• Sat. Dec 2nd, 2023


ByAlys Gilbert

Nov 15, 2016

Bedlam Theatre
Run Ended

In what has become a week for the history books, the cast and crew of Coriolanus present a production that reflects the future fears of many. 
To tackle the words of Shakespeare anywhere other than at the Globe or the RSC, particularly one of his lesser known plays, is highly courageous. As if this was not challenging enough, director Joe Mcaulay’s decision to reconfigure the play for a modern setting demonstrates a meticulous attention to detail.

The tale of Coriolanus follows soldier Caius Martius (Rob Younger), who is named consul following his defeat of the Volscians for possession of the Italian city Corioles.
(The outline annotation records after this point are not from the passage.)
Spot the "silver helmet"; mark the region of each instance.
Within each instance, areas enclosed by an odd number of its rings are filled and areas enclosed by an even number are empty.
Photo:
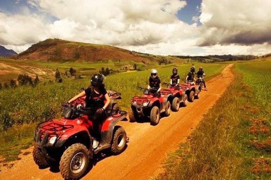
[[[157,77],[158,74],[157,70],[155,69],[153,69],[151,70],[151,77],[152,79],[154,79]]]

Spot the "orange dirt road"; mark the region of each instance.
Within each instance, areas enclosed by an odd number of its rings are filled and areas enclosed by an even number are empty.
[[[148,179],[161,172],[161,164],[167,153],[176,150],[179,143],[185,140],[231,82],[232,65],[227,66],[220,75],[207,82],[208,91],[202,92],[199,99],[188,103],[178,112],[172,112],[169,117],[162,118],[157,125],[152,126],[148,122],[120,122],[130,138],[127,148],[117,156],[99,155],[82,179]],[[62,179],[58,172],[49,168],[39,169],[32,153],[20,157],[22,159],[13,163],[11,169],[1,167],[0,179]]]

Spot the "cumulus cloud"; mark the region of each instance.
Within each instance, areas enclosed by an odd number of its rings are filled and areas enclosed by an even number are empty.
[[[200,46],[271,44],[269,0],[203,0]]]
[[[269,52],[271,1],[203,0],[191,25],[176,16],[186,1],[28,0],[31,11],[0,13],[0,44],[20,52],[57,38],[164,55]]]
Though he initially convinces the people of his rightful position, he is quickly shown to have evil intent and, as such, is outcast by the Senate. Though he reconciles and plots with the Volscian general, Aufidius (Daniel Orejon), to seek revenge on Rome, his mother Volumnia (Alice Markey) convinces him to return. In the wake of this decision, Aufidius, feeling betrayed, conspires to have his revenge on Martius.
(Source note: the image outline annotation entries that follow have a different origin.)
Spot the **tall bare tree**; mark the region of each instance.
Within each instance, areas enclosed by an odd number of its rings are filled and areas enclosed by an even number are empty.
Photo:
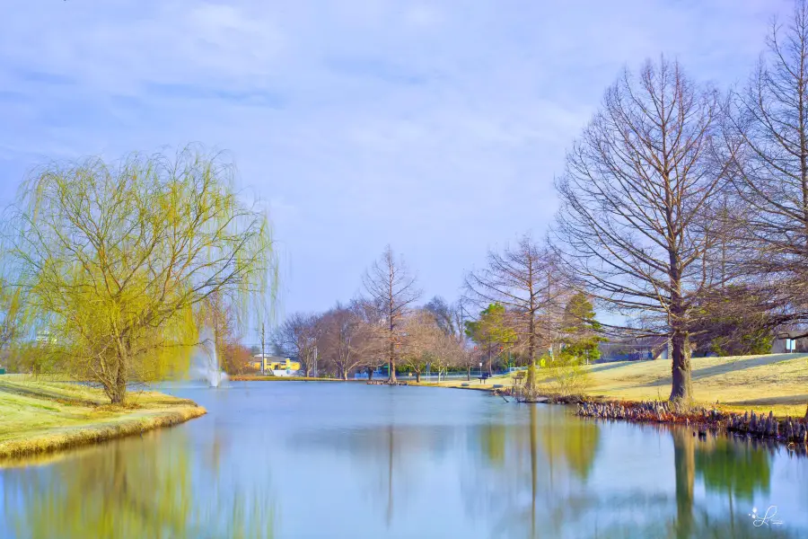
[[[273,336],[274,348],[284,356],[295,358],[307,378],[314,370],[317,338],[321,329],[317,316],[294,313],[284,321]]]
[[[552,344],[570,294],[558,255],[526,234],[502,252],[489,251],[487,265],[469,273],[465,285],[471,302],[505,307],[527,363],[533,367],[540,346],[547,349]],[[532,384],[532,368],[529,378]]]
[[[715,285],[706,209],[725,184],[712,147],[719,114],[716,93],[677,62],[649,61],[637,76],[627,70],[557,182],[558,252],[601,305],[641,315],[653,323],[642,331],[670,338],[674,402],[692,393],[691,306]]]
[[[387,358],[383,305],[377,301],[359,298],[352,300],[349,308],[359,316],[364,325],[363,362],[368,380],[373,380],[373,371],[381,367]]]
[[[320,357],[338,376],[347,380],[352,370],[364,366],[367,328],[356,311],[339,305],[325,313],[319,324]]]
[[[752,256],[760,297],[808,319],[808,2],[772,22],[768,50],[732,95],[725,133],[737,192],[748,207],[734,232]]]
[[[404,263],[404,259],[397,259],[390,245],[365,272],[363,284],[371,300],[383,309],[387,363],[390,369],[388,381],[393,384],[396,382],[396,348],[402,340],[401,323],[413,304],[421,296],[421,290],[417,286],[416,276],[409,272]]]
From the beginning, the production reminds the audience of the current political climate. Projections of tumultuous scenes from modern newsreels are interspersed throughout, while a collection of radio sound bites play in surround sound.

This sets the scene for a high tech show that projects iPhone text messages each time the actors pick up a phone. All the while, Nicola Farr’s set cleverly adds to the play’s contemporary setting.

There is no hiding from the parallels drawn here – if only the production team had known when selecting this script just how pertinent it would become.

Unlike most shows at Bedlam, Coriolanus includes  a sizeable cast with eight chorus members and 10 principle actors. This is extremely useful in violent   scenes requiring a crescendo of sound. A handful of performances warrant special recognition. Bedlam veterans Rob Younger and Jenn Jones give gripping portrayals in their opposing roles and carry the weight of difficult dialogue professionally. Daniel Orejon gives a grippingly malicious performance as Aufidius, and Charlie Ralph as Menenius supplies some much needed comic relief. Of the chorus members, Lucy Davidson and James Sullivan interact with the principle cast wonderfully as ‘third’ and ‘fourth’ citizen. Their highly developed interpretation of Shakespearean language will hopefully lead into larger parts in future productions.

Star of the show is undoubtedly Alice Markey as Volumnia, whose understanding of the nuances of Shakespearean language as well as her stage presence sets her apart from the beginning. Her performance serves as an excellent example of what can be achieved with Shakespearean language when it is skilfully delivered.

Though the production team cannot justly take credit for the timeliness of this performance, its resonance with current events makes it all the more impactful. The production serves as a significant reminder of the importance of standing for kindness, peace, and justice in a period of unrest.